I no sooner enter his castle doors

with a piece of meat...

...than his starving servants

try to snatch it from me.

You should feed them, Gisbourne.

They'll work better.

With the compliments of your royal

brother, King Richard, God bless him!

By my faith, but you're a bold rascal.

Robin, I like you.

I'm gratified, Your Highness.

I don't think Gisbourne shares

that sentiment, however.

He does look sour.

What's the matter, Gisbourne?

Run out of hangings?

- I know a ripe subject for one.

- If you'll excuse me...

Sit down! Sit down, my dear.

He'll not harm you.

Sir Robin, this is

the Lady Marian Fitzwalter.

I hope my lady had a pleasant journey

from London?

What you hope can hardly be important.

What a pity her manners

don't match her looks, Your Highness.

You hear that, gentlemen?

Here's Gisbourne so in love with Marian

he daren't say "boo" to her...

...and this saucy fellow

gives her better than she sends.

My lords and ladies, I would like to

present to you Sir Robin of Locksley.

Sir Robin, permit me to present to you

your host, Sir Guy of Gisbourne...

...and our noble guests.

- I'm deeply honored, Your Highness.

- Have you had meat?

- None but what I brought.

Well, sit down.

Sit down there opposite me.

- Get up, Sir Ivor.

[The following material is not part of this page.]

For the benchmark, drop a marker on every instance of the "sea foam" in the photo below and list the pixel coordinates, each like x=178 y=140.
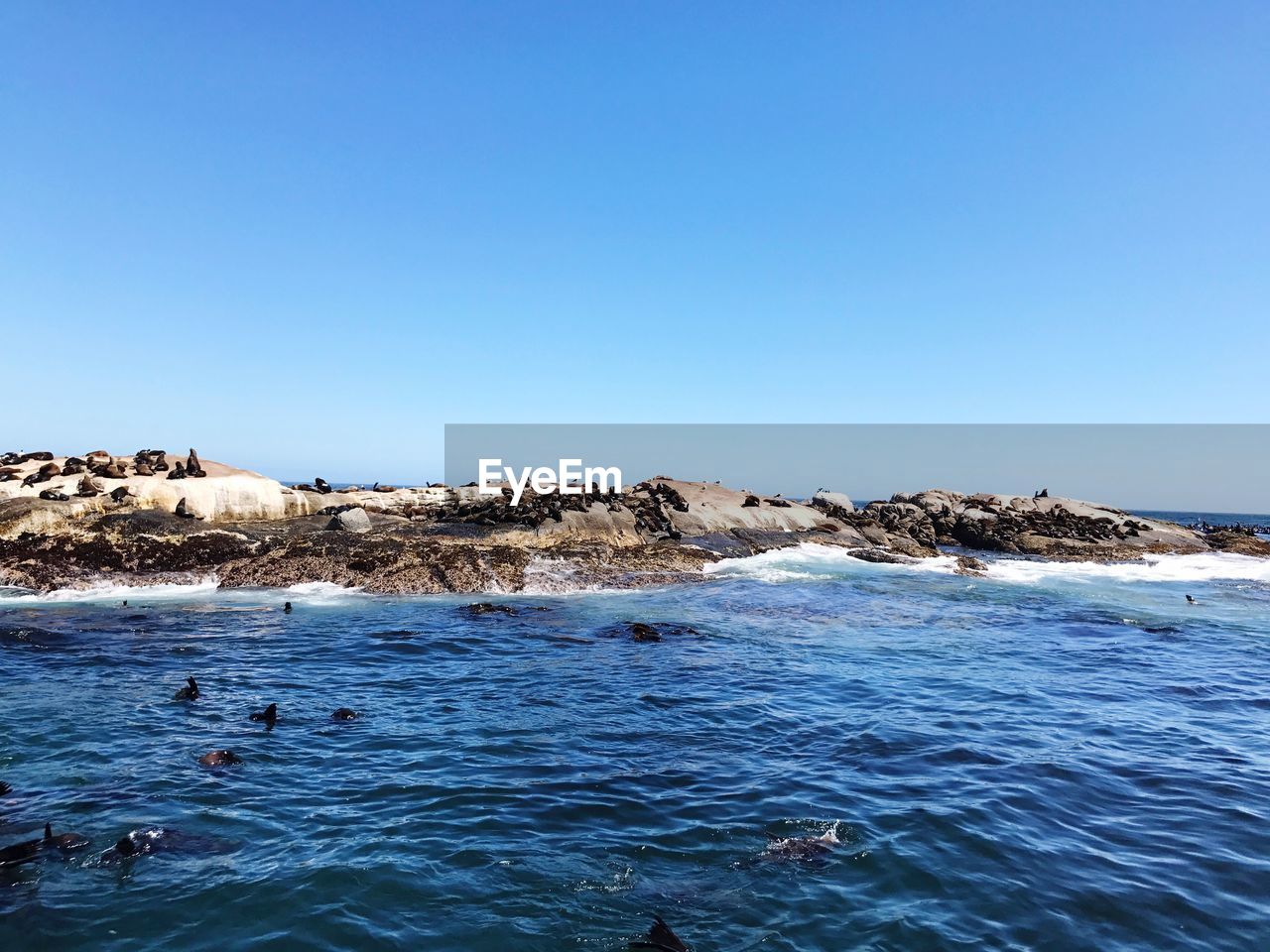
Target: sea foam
x=811 y=561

Give him your place.

- Your Highness!

Get up!

Get up, sir knight!

Come, Sir Ivor. Out with you.

Bring Sir Robin food at once,

do you hear?

Such impudence must support

a mighty appetite.

True enough, Your Highness.

We Saxons have little to fatten on by

the time your tax gatherers are through.

Rate this script:3.7 / 3 votes

Norman Reilly Raine

Norman Reilly Raine (23 June 1894 – 19 July 1971) was an American screenwriter, creator of "Tugboat Annie" and winner of an Oscar for the screenplay of The Life of Emile Zola (1937). more…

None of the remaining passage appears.